小说于我,是存在的证据
2022-12-16卢秉瑞
卢秉瑞
在我从小长大的小镇上,有过一起凶杀案:2014年,一个男人在小区车库企图偷听他人夫妻生活,恰好遇到一位回家的女子,于是心生歹意,暴力袭击女子头部至大出血昏迷,随后进行猥亵,并用令人发指的手段对其身体进行了迫害,并销毁证据逃离现场,女子因大出血而死。几天后,凶手深感无法逃脱法律制裁,在家自杀被其父亲发现,后在其父陪同下自首,被认定还是年内多起强奸案凶手。那年我刚读初一,关于这件事的记忆停留在无意中听到的人们的交谈,不知道为什么,这起与我并没有直接产生联系的案件长久地存在于我的脑海,直到我将它写进小说才长舒一口气。
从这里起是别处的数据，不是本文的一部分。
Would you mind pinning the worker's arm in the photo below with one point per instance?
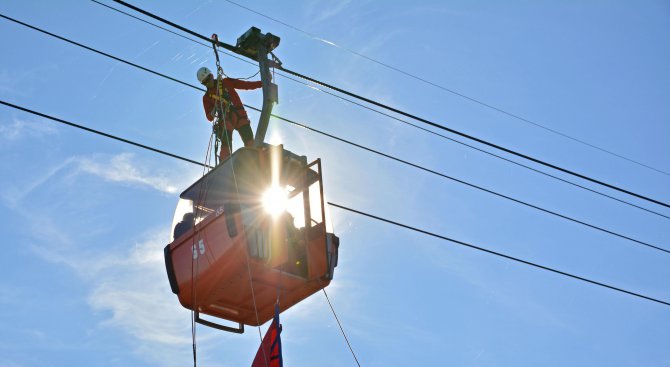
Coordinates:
(242, 84)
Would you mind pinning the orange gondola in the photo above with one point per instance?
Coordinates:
(249, 233)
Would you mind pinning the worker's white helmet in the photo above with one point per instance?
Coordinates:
(202, 74)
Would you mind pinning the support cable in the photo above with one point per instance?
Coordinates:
(411, 116)
(368, 215)
(371, 151)
(472, 185)
(478, 248)
(340, 325)
(334, 95)
(454, 92)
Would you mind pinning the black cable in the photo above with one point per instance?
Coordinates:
(102, 133)
(407, 114)
(400, 120)
(470, 137)
(497, 253)
(343, 207)
(373, 151)
(358, 146)
(339, 324)
(468, 183)
(333, 44)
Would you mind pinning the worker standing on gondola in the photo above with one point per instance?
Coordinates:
(233, 116)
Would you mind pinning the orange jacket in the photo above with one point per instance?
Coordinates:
(236, 115)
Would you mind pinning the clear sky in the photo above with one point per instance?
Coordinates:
(84, 219)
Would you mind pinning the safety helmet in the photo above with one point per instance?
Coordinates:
(202, 74)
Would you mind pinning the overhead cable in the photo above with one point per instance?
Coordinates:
(353, 210)
(426, 81)
(400, 120)
(103, 134)
(478, 248)
(409, 115)
(358, 146)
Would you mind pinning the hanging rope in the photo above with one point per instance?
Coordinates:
(194, 251)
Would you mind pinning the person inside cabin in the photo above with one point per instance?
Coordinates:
(233, 116)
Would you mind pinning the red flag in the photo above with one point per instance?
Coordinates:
(269, 353)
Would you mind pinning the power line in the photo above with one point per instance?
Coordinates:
(391, 157)
(102, 133)
(401, 120)
(472, 99)
(412, 116)
(478, 248)
(347, 208)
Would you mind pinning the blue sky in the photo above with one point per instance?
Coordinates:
(85, 218)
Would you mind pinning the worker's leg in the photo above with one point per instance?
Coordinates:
(247, 135)
(226, 139)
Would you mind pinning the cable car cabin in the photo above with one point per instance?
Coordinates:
(255, 223)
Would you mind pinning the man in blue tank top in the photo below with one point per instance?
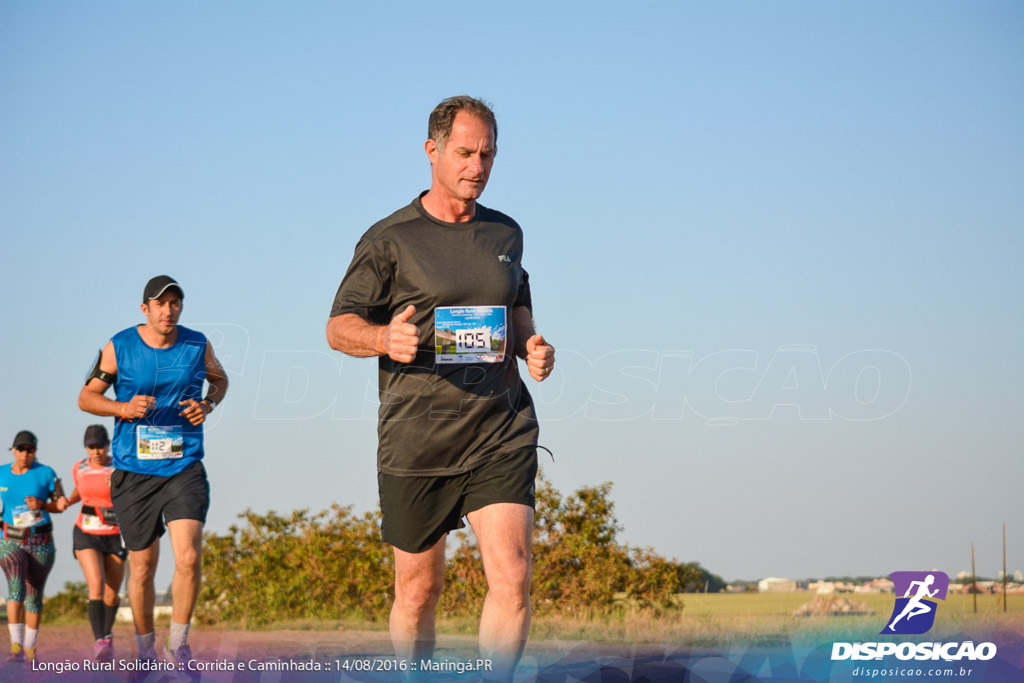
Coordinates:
(157, 370)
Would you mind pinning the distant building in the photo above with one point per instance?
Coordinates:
(776, 585)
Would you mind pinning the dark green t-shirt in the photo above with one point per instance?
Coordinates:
(438, 419)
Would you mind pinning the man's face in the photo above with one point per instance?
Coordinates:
(25, 456)
(162, 314)
(462, 168)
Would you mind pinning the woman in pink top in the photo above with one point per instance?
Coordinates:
(97, 538)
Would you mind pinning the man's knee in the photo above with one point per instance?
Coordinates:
(188, 561)
(512, 582)
(419, 595)
(142, 568)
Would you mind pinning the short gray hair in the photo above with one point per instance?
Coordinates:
(439, 124)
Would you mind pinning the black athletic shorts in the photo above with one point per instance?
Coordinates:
(108, 544)
(417, 511)
(145, 502)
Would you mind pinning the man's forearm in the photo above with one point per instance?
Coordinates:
(522, 329)
(350, 334)
(97, 403)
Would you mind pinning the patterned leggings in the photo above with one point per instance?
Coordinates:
(27, 565)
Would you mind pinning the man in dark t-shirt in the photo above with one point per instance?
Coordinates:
(437, 292)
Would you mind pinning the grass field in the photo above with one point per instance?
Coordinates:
(766, 619)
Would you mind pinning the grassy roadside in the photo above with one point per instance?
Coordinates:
(716, 620)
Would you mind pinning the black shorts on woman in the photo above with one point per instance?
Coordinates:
(108, 544)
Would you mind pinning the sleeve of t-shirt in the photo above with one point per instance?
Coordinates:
(523, 297)
(366, 290)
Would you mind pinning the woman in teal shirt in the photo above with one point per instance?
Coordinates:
(27, 548)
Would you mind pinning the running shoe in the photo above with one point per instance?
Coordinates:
(16, 652)
(142, 671)
(104, 649)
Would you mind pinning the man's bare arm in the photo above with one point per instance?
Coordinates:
(350, 334)
(539, 354)
(91, 398)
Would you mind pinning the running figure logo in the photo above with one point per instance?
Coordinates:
(914, 612)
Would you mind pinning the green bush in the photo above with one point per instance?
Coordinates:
(332, 564)
(71, 603)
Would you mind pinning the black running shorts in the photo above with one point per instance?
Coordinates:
(419, 510)
(145, 502)
(108, 544)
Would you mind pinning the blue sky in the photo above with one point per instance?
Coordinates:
(776, 245)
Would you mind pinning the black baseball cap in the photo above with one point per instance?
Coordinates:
(96, 435)
(157, 286)
(25, 437)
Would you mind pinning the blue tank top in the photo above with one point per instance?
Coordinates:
(38, 481)
(163, 442)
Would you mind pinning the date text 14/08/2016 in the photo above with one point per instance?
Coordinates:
(359, 665)
(448, 666)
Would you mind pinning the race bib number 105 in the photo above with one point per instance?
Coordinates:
(470, 334)
(159, 442)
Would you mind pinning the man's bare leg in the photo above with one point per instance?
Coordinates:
(505, 532)
(186, 544)
(418, 582)
(141, 589)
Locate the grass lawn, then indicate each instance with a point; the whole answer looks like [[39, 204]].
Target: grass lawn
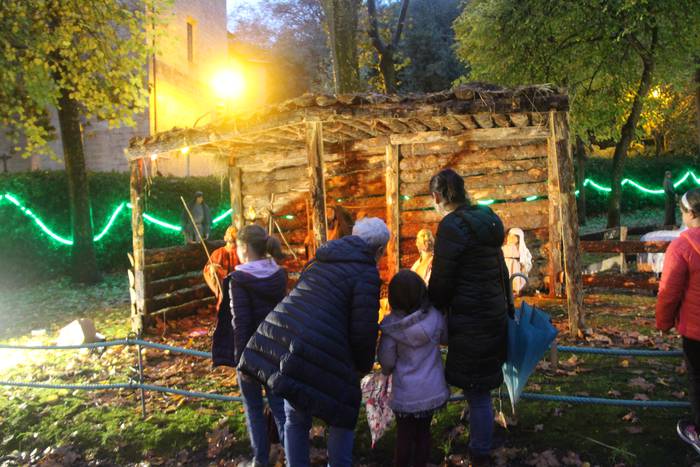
[[106, 428]]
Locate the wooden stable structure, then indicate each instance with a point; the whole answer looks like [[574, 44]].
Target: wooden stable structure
[[374, 155]]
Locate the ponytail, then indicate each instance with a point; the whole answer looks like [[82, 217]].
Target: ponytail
[[450, 186], [257, 240], [273, 247]]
但是我对那起案件的了解太少了,所以在处理的时候只能选择了一种相对模糊隐匿的方式。小说中主人公“她”也是一起奸杀案的“局外人”,但她不断听周围人谈论起这件事,在无意中见证了凶手的自杀,甚至促成凶手被救下,包括她在小姨和黄毛的关系中所不经意起到的推波助澜的作用,都使她不可避免地被裹挟进这起案件中,成为另一种意义上的亲历者,以至于多年后回想起来仍然心有余悸。我将故事放置在一处密集的平房区,那是现实中离我家门市很近的地方,但是我从未涉足,那片区域直到今天都对我来说神秘无比;另一方面,小说在案件时间的处理上进行了调整,将背景放置于2008年的夏天,因为一般来说我童年的记忆并不会特别清晰地记得哪一年,但2008年给我的印象深刻:汇成小河的路面积水如同小说中写的一样汪洋,家乡的夏天从未像那样潮湿阴凉,一条街道都没有生意,我和小伙伴整天穿梭在路上玩耍,更不用提2008年本身就非比寻常,振奋混杂着痛苦,荣耀混杂着灾难,当然这是我后知后觉才意识到的。
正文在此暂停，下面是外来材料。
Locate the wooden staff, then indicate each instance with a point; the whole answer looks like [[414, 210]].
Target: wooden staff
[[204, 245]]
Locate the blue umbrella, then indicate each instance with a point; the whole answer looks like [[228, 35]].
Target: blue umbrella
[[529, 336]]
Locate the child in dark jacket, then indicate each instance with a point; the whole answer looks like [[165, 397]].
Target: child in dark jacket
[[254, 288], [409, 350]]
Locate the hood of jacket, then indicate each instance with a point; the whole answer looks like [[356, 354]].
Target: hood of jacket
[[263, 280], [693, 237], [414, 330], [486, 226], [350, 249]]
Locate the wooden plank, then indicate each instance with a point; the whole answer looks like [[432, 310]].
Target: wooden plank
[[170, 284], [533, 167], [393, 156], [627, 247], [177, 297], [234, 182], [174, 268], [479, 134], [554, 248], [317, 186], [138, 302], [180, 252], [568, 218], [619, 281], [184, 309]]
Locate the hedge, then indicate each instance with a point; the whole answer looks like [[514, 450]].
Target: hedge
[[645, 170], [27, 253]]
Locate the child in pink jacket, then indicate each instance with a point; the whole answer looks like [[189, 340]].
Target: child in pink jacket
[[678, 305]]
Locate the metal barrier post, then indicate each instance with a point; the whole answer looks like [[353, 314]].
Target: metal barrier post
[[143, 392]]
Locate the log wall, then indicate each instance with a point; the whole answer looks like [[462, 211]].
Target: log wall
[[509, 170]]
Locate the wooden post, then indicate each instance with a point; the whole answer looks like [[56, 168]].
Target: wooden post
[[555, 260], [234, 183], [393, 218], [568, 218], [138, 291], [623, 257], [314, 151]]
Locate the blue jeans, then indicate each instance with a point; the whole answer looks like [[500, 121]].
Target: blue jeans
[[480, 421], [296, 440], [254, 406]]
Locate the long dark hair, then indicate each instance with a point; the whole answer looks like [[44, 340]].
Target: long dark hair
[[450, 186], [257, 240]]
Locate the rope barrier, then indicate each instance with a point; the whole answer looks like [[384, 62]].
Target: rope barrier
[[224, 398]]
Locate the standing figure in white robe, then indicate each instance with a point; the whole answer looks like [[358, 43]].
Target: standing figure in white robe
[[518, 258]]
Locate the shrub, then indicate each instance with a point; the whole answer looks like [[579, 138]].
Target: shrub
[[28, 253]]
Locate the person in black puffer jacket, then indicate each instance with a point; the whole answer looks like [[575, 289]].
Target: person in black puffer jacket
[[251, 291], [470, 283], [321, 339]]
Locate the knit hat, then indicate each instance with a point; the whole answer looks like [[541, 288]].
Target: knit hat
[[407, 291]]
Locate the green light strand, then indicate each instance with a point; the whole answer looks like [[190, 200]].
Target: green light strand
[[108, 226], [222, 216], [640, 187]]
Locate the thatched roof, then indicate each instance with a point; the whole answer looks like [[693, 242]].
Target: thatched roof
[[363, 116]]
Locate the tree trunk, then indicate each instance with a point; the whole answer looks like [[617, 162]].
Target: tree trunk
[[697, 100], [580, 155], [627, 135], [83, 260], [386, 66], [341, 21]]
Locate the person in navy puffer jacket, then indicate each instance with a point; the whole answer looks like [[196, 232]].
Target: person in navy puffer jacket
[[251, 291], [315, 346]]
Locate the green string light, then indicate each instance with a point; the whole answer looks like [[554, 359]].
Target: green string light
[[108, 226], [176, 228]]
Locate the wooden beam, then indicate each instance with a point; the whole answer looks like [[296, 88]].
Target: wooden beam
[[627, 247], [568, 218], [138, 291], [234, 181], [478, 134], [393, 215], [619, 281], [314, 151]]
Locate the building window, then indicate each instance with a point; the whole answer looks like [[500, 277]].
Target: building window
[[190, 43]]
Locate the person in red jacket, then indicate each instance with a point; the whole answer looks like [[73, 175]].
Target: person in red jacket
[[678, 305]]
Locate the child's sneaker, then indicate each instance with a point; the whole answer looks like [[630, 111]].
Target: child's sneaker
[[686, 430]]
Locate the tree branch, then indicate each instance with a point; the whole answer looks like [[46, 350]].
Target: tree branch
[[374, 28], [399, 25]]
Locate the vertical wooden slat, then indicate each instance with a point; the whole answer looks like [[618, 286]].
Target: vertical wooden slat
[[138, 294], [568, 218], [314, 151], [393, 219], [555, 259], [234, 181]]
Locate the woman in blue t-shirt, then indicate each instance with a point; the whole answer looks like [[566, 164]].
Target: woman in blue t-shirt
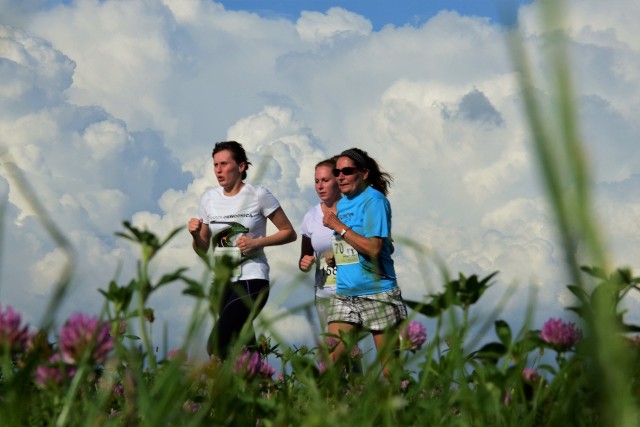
[[367, 293]]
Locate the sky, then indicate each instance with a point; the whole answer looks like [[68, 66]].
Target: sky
[[110, 110]]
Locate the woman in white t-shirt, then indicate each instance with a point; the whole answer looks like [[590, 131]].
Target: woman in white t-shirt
[[316, 239], [233, 217]]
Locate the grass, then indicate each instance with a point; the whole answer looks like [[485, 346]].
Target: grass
[[450, 379]]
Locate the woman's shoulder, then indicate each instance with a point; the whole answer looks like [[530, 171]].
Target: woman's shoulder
[[372, 193]]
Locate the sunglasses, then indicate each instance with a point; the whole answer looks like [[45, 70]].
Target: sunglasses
[[345, 171]]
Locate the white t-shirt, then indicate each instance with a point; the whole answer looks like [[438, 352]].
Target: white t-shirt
[[320, 236], [245, 213]]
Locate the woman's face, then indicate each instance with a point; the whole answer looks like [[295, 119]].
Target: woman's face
[[227, 171], [354, 183], [326, 185]]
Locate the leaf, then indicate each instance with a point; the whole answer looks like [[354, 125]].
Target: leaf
[[171, 277], [490, 352], [579, 293], [422, 308], [503, 330], [595, 272]]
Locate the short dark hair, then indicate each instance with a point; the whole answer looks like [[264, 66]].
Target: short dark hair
[[331, 162], [378, 179], [237, 152]]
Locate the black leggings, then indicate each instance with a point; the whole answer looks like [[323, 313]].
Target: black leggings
[[242, 302]]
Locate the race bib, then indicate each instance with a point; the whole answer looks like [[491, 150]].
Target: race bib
[[233, 255], [328, 274], [343, 252]]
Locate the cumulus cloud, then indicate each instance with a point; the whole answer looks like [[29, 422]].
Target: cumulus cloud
[[110, 110]]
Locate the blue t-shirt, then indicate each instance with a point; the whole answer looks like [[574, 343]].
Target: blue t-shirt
[[369, 215]]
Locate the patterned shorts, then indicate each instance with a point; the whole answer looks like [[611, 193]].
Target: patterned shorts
[[375, 312]]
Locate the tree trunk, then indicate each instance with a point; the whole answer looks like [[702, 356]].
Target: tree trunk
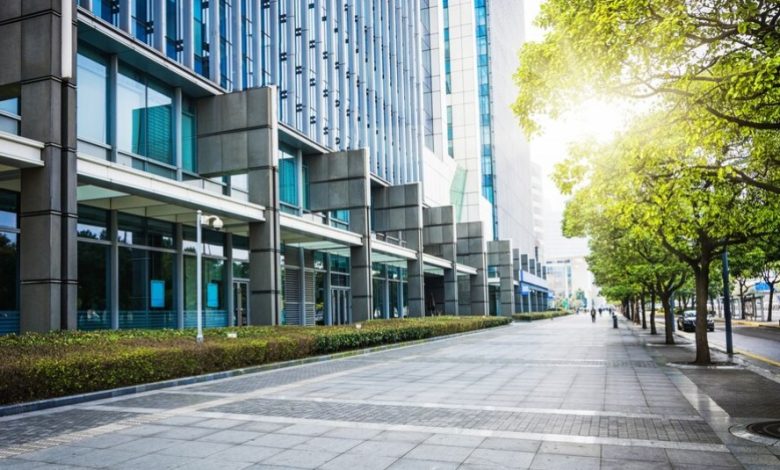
[[702, 277], [742, 299], [669, 317], [653, 330]]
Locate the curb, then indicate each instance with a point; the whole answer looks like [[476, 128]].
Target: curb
[[38, 405]]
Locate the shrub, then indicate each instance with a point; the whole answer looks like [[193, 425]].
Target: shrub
[[37, 366]]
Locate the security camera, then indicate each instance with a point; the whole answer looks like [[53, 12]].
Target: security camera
[[216, 223]]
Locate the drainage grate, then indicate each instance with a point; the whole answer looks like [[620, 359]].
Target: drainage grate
[[766, 429]]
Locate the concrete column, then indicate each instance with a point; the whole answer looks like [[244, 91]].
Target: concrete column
[[361, 285], [32, 35], [237, 133], [500, 255], [471, 251]]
小说中设置一些私人的记忆是我感兴趣的事情:我曾经在午睡的时候被身下一个东西膈醒,迷蒙中抽出来看后发现是一把很大的砍刀,我至今不知道那是一个梦境还是现实一种,这成了我这篇小说的开头;两条墙壁之间的缝隙是我孩童时候喜欢不断去穿梭的,铺天盖地的压迫感既让我窒息也让我为成功逃脱而着迷,每次都担心会不会被卡在中间,我知道随着成长,总有一天我无法再穿过缝隙,哪一刻会发生这种事我不得而知,所以将那一刻定格在了我的小说里;小说中捉迷藏数到89没有数下去,是因为孩子在玩游戏常常不会按照既定的时间去规规矩矩数完,89则是我奶奶去世的年龄;还有把洗衣粉倒进压水井去洗井的蠢事……我将这些只有自己知道的秘密穿插在小说的缝隙,完成对过往存在过碎片的确认,然后心满意足地离开。
我总是在夏天和冬天里想同一个问题,究竟热死更难受还是冻死更难受,每到夏天的时候我就想,我宁愿被冻死也不想被热死,每到冬天,我则坚信热死比冻死更人道主义。内蒙古的夏天白昼很长,夏天好像也变得很长,童年无所事事的夏天简直长得离谱,好像怎么也过不完。近几年反而深感时光流逝之飞快,让我觉得即使半年前的事情都恍如隔世。但无论如何,闷热的夏日总是难熬的,我在36度的大热天写下这篇创作谈,期盼着夏天慢点过去。